As in the international community, numerous scientific studies conducted in Brazil, in the various areas of diagnostic imaging, have made relevant contributions to the study of breast cancer(6-13). There are as yet no consistent data regarding the role of breast MRI in patients with known neoplasia who are eligible for conservative therapy. In view of that, França et al.(14), in an article published in this issue of Radiologia Brasileira, attempted to evaluate the role of MRI in treatment planning, comparing MRI, mammography, and ultrasound in terms of the determination of the tumor size, at its greatest diameter, using the actual size of the surgical specimen as the standard. The authors also sought to assess the presence of additional lesions (those not detected in previous examinations) and how such findings could influence the planning of treatment strategies. The actual size of the surgical specimen correlated better with the tumor size determined by MRI than with that determined by the conventional methods. Another aspect was that MRI was able to detect 33.1% of the additional lesions in the same breast or in the contralateral breast, one third of those lesions being malignant, and the treatment strategy was consequently modified in 14.4% of the patients.
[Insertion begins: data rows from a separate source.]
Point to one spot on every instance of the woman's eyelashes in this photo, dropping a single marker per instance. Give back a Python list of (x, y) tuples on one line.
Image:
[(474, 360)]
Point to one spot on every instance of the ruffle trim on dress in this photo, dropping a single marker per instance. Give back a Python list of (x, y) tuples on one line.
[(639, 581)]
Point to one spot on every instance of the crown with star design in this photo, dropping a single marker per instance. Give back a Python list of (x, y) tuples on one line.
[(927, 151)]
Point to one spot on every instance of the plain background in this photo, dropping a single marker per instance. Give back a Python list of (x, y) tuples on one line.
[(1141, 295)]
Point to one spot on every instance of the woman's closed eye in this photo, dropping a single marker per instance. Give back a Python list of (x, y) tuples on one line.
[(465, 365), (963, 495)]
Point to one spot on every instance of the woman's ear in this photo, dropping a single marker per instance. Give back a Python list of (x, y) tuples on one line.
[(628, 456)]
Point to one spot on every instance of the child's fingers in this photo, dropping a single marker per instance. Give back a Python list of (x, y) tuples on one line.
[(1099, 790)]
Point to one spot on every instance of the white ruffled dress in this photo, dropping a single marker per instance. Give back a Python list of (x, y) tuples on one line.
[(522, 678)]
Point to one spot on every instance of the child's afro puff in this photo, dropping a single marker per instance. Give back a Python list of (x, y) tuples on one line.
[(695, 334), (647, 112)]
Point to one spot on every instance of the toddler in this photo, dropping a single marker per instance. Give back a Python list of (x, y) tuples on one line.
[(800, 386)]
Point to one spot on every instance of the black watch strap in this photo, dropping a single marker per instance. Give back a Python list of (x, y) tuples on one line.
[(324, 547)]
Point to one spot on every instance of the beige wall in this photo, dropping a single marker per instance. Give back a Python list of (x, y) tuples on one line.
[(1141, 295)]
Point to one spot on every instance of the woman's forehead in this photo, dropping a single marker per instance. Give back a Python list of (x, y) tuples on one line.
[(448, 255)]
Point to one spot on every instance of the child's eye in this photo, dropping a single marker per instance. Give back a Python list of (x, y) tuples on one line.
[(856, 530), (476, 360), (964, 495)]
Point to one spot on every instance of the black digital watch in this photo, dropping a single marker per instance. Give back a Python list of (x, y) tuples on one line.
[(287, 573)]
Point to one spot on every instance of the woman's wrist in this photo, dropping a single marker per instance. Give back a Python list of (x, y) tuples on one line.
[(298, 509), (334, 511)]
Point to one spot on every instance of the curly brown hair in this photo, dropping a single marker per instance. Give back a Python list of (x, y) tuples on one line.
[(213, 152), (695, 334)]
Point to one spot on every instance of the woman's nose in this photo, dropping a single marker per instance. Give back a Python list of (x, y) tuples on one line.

The limitations of the França et al.(14) study were that it was a retrospective analysis, that it was not possible to evaluate the tumors in all of the examinations performed by the conventional methods, that there was no standardization of the equipment employed, and that the images were not reviewed. However, the authors stressed that MRI was more accurate in determining the size of the primary tumor at its largest diameter and was efficacious in the detection of additional tumors not visualized on conventional examinations. The discussion section of the article provides an analysis of the current state of this topic, citing several relevant articles, allowing the knowledge in this area to be expanded. The authors highlight the work of Turnbull et al.(15), which was a prospective, randomized, multicenter study aimed at analyzing the clinical efficacy of contrast-enhanced MRI in patients with primary breast cancer. The results obtained to date indicate that the use of MRI alone provides no advantage over the combined use of mammography, ultrasound, and biopsy.